Industry voices tend to be more bullish than academics. Several lab leaders have publicly suggested AGI-like systems could appear before 2030, while many academic researchers caution that current models lack reliable reasoning, grounding, and continual learning. Skeptics such as Gary Marcus argue that scaling alone will not close those gaps. The honest summary is that no one knows: confident predictions in either direction outrun the available evidence.

What’s still missing

Today’s best models struggle with reliable multi-step reasoning, robust handling of genuinely novel situations, learning continuously after training, and grounding language in the physical world. They also lack persistent memory and stable goals. Whether these are incremental engineering gaps or fundamental barriers requiring new ideas is precisely the question that divides optimists from skeptics.

Why the stakes are high

The case for taking AGI seriously rests on asymmetric stakes: even a modest probability of a transformative outcome justifies serious preparation, given how large the consequences — positive or negative — could be. Proponents foresee breakthroughs in medicine, science, and productivity; critics warn of disruption, misuse, and loss of human control.

This is why AI safety has moved from the philosophical fringe to mainstream research agendas. Work on alignment, interpretability, evaluation, and governance aims to ensure that increasingly capable systems remain steerable and beneficial. The aim is not to predict the date AGI arrives, but to be ready regardless of when — or whether — it does.

Frequently asked questions

Is ChatGPT or Claude an AGI?
No. Large language models are impressively broad and can perform many tasks, but they are still classified as narrow AI. They lack reliable reasoning over novel problems, persistent memory, continual learning, and grounding in the physical world. Their breadth comes from training on enormous text corpora rather than from genuine general understanding, and they fail in ways no generally intelligent human would, which is why researchers do not consider them AGI.

What is the difference between AGI and superintelligence?
AGI describes a machine with roughly human-level general intelligence — able to handle most cognitive tasks a person can. Superintelligence describes a system that vastly exceeds the best human minds across virtually every domain. AGI is parity; superintelligence is decisive superiority. Many researchers worry the gap between them could be crossed quickly if an AGI were able to improve its own design, a scenario sometimes called an intelligence explosion.

When do experts think AGI will arrive?
There is no consensus. A 2022 survey of hundreds of machine-learning researchers produced an aggregate 50% estimate of high-level machine intelligence by roughly 2059, but individual forecasts ranged from a handful of years to never.
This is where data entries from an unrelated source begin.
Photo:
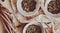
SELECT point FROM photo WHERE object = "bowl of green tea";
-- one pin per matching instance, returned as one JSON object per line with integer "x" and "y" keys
{"x": 33, "y": 27}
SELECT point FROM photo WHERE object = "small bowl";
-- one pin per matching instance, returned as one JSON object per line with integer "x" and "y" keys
{"x": 53, "y": 17}
{"x": 31, "y": 23}
{"x": 28, "y": 14}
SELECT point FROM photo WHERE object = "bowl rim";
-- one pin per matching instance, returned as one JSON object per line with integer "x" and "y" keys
{"x": 48, "y": 13}
{"x": 22, "y": 12}
{"x": 31, "y": 23}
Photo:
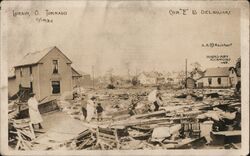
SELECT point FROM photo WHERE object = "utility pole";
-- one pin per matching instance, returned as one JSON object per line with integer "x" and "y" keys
{"x": 93, "y": 76}
{"x": 186, "y": 74}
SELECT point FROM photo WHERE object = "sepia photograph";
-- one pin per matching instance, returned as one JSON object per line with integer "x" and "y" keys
{"x": 125, "y": 77}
Industry leaders tend to predict sooner, often before 2030, while many academics are far more cautious, citing missing capabilities in reasoning, grounding, and continual learning that scaling alone may not resolve.

Why do people worry about AGI safety?
The concern is that a highly capable system whose goals are not well aligned with human intentions could cause serious harm, and a superhuman one might be impossible to correct after deployment. Because the consequences of getting this wrong are potentially severe and irreversible, researchers argue the safeguards — alignment, interpretability, evaluation, and governance — must be developed before the capability arrives, not after.